Maisons de l’emploi : vers le dernier acte ? 2. Ouvrons le débat !

Publié le par Jacques Planchon, directeur d'une maison de l'emploi

Aujourd’hui, alors que la survie du programme national est plus que jamais en jeu, quelle attitude doivent adopter les principaux acteurs du réseau ? Le premier sentiment des responsables, des équipes et de leurs associés, est l’incompréhension. Il y a aussi, naturellement, une forme de colère face à ce qui ne peut être interprété que comme un déni de reconnaissance du travail accompli au nom du service public et de l’intérêt général. Faut-il, pour autant, céder à ce réflexe en rédigeant des pétitions, en organisant des sit-in, etc ?

Ne tombons pas dans le piège de la concurrence organisée entre des opérateurs appelés à se disputer les miettes du budget de l’Etat. Ce combat n’est pas celui de militants de l’animation territoriale et de promoteurs d’une action publique capable d’innover et de muter.

Il ne s’agit pas de « sauver les maisons de l’emploi » en tant que « dispositif lambda », encore moins pour préserver l’emploi d’une corporation. Et puis les maisons de l’emploi n’ont rien à justifier. Elles n’ont pas à s’excuser d’être « dans le paysage ». Si le programme national avait été déployé comme prévu personne ne se poserait la question de la « valeur ajoutée » de celles qui restent !

Notre propos : défendre l’une des politiques publiques les plus innovantes de ces dernières années avec le principe de la gouvernance tripartite, avec la latitude donnée à d’autres manières d’aborder les problématiques liées aux mutations de l’économie, du travail et de l’emploi, associée à une vraie capacité à travailler « au grand angle » à l’échelle d’un territoire, en incluant tous ceux qui le souhaitent.

A l’heure où les institutions mettent volontiers en avant les vertus du « partenariat », il faut rappeler que le carburant des maisons de l’emploi est la coopération. Or, tout le monde le sait : c’est ce qu’il y a de plus difficile ! Montrons donc en quoi la coopération est efficace, et ce qu’elle permet de produire au service du public ou au profit des entreprises. Expliquons-en aussi les mécanismes et ce qu’ils contrarient dans les manières d’évaluer aujourd’hui : coopérez, et vous prenez le risque que votre action soit « illisible » tant le travail collaboratif ne peut, par définition, être rapporté à un acteur en particulier, tant il est difficile à tracer à l’ère du "reporting" à outrance…

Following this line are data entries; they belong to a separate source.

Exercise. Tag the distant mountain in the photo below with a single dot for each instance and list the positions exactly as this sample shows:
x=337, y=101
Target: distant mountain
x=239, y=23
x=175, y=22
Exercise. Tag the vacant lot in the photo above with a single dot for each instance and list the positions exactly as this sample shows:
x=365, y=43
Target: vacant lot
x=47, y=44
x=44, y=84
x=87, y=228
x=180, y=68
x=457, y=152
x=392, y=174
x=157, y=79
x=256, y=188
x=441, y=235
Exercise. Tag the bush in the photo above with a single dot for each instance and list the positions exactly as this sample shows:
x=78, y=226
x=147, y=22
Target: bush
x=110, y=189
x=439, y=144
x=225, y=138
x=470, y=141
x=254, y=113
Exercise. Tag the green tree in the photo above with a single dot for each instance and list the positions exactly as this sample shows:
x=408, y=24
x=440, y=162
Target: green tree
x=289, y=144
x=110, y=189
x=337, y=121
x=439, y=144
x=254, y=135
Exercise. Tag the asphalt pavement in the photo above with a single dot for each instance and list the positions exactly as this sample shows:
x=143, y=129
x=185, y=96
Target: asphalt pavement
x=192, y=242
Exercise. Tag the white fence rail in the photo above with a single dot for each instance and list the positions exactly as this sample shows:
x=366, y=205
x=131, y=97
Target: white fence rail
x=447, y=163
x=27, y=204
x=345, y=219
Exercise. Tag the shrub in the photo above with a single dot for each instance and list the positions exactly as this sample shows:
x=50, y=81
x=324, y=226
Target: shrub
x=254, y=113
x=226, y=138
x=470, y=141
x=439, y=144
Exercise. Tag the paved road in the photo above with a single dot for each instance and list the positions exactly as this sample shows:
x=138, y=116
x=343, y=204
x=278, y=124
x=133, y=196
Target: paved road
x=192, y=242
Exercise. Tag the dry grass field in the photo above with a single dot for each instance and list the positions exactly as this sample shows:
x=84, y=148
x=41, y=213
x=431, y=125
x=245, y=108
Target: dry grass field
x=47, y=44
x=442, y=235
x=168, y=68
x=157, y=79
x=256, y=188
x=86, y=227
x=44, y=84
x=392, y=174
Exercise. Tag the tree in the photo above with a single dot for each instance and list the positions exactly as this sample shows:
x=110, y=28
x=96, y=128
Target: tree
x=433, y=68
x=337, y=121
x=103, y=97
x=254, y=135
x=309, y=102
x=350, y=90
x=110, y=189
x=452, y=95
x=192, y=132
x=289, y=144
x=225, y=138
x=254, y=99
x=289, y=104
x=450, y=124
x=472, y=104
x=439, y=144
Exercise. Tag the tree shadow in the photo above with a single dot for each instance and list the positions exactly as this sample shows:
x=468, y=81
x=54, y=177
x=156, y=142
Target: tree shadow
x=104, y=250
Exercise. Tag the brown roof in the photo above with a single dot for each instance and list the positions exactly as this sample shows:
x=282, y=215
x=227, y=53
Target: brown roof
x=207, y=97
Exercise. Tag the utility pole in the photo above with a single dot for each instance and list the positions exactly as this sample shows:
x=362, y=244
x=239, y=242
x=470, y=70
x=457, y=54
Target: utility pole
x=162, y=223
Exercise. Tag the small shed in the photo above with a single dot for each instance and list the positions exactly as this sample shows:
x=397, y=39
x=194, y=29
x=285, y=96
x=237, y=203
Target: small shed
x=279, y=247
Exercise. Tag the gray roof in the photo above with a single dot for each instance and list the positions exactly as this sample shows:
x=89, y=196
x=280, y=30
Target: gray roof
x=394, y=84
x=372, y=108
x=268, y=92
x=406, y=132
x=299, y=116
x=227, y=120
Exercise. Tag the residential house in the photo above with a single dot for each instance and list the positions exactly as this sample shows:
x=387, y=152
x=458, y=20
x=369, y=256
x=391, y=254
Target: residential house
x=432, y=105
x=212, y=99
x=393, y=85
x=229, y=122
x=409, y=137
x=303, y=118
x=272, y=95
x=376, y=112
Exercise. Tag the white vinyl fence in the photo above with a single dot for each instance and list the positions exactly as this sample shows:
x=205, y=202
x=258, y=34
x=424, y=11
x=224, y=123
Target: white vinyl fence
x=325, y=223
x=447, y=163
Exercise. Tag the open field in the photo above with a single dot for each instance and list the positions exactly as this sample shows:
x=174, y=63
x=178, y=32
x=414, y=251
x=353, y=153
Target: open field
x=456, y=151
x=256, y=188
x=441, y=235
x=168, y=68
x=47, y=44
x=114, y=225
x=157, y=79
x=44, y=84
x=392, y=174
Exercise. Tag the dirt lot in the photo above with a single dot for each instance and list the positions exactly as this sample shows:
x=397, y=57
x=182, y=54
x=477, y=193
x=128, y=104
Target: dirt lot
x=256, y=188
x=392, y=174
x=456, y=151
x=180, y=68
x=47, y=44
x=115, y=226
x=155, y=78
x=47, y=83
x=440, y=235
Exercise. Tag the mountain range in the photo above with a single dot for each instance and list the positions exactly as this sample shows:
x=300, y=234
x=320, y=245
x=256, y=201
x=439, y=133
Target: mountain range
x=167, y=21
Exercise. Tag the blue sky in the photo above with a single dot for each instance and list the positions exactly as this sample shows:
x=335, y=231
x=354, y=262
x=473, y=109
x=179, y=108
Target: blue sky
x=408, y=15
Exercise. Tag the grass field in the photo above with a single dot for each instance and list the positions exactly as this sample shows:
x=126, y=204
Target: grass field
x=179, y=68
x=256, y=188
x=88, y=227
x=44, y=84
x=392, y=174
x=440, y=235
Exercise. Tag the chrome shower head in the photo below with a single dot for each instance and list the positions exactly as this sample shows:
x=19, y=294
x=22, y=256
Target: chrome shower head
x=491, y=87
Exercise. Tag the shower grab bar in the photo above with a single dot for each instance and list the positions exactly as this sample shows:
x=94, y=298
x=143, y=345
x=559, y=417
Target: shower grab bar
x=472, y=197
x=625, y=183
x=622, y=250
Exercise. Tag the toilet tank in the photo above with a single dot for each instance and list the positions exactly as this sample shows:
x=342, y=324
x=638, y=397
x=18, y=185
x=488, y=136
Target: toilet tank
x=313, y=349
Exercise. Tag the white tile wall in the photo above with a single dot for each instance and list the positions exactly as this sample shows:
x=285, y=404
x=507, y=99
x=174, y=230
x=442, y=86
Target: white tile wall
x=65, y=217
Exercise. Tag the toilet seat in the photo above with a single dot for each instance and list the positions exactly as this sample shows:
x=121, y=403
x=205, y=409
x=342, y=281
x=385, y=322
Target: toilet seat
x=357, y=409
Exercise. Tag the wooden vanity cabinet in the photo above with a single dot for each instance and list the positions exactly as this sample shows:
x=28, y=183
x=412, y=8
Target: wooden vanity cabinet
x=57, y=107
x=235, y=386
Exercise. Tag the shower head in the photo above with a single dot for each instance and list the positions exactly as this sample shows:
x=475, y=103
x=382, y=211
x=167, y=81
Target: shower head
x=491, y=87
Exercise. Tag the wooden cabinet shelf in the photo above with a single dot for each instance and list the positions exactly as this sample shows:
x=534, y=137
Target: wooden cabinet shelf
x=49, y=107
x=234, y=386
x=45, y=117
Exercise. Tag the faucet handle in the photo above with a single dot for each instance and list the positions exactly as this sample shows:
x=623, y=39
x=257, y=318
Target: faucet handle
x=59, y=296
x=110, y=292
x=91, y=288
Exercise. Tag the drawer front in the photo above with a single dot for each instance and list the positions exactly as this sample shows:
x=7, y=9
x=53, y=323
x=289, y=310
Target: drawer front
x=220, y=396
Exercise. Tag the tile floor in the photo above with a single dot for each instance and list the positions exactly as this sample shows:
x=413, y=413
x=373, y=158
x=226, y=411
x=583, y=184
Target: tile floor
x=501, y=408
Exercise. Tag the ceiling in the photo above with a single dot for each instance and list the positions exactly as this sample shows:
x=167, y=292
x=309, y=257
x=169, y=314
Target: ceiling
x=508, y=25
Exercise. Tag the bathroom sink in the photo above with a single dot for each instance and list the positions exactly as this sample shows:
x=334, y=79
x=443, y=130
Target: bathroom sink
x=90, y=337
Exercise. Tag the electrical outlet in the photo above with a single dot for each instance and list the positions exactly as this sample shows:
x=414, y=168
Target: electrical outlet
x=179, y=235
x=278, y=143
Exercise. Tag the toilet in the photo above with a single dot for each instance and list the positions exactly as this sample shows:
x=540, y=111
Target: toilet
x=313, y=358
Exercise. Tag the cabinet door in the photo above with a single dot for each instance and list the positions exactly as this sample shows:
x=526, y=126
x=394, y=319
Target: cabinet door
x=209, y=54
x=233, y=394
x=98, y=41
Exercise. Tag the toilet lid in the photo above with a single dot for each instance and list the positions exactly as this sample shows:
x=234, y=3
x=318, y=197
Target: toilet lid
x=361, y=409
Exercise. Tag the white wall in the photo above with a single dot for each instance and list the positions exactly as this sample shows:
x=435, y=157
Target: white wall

On en viendrait presque à oublier que les maisons de l’emploi ont été conçues initialement pour intégrer l’existant, au service d’un territoire, derrière une bannière dans laquelle « tout le monde se retrouve » ! Or l’idée se trouve aujourd’hui réduite à sa plus simple expression : une posture de coordination d’autant plus difficile à faire valoir lorsque les opérateurs agissent avant tout « pour leur propre compte », et que le Service public de l’emploi lui-même continue de fonctionner à son rythme et avec ses propres instances…

Les maisons de l’emploi ne sauraient être privées d’un débat sur l’évolution des politiques publiques dans lesquelles elles s’inscrivent. Pôle emploi est-il capable de tout faire et de tout assumer dans ce domaine ? Au-delà de l’indemnisation, de l’accompagnement et du placement des demandeurs d’emploi, peut-il adapter son organisation, sa culture institutionnelle aux exigences d’un travail en profondeur sur les blocages du marché du travail ? De quels moyens, de quelles compétences le pays a-t-il besoin pour « accompagner les mutations économiques » ? Ces interventions doivent-elles être financées par la puissance publique ? Est-il raisonnable d’en confier la mise en œuvre exclusive à des cabinets de consultants ? Pourquoi est-il indispensable d’articuler les politiques emploi-formation-insertion-développement entre elles ? Comment peut-on raisonnablement y arriver ? Voici quelques-unes des questions qui méritent d’être posées sur la place publique. Le pire pour les maisons de l’emploi serait de laisser croire que les dysfonctionnements d’un système complexe à souhait et compliqué à plaisir sont irrémédiables.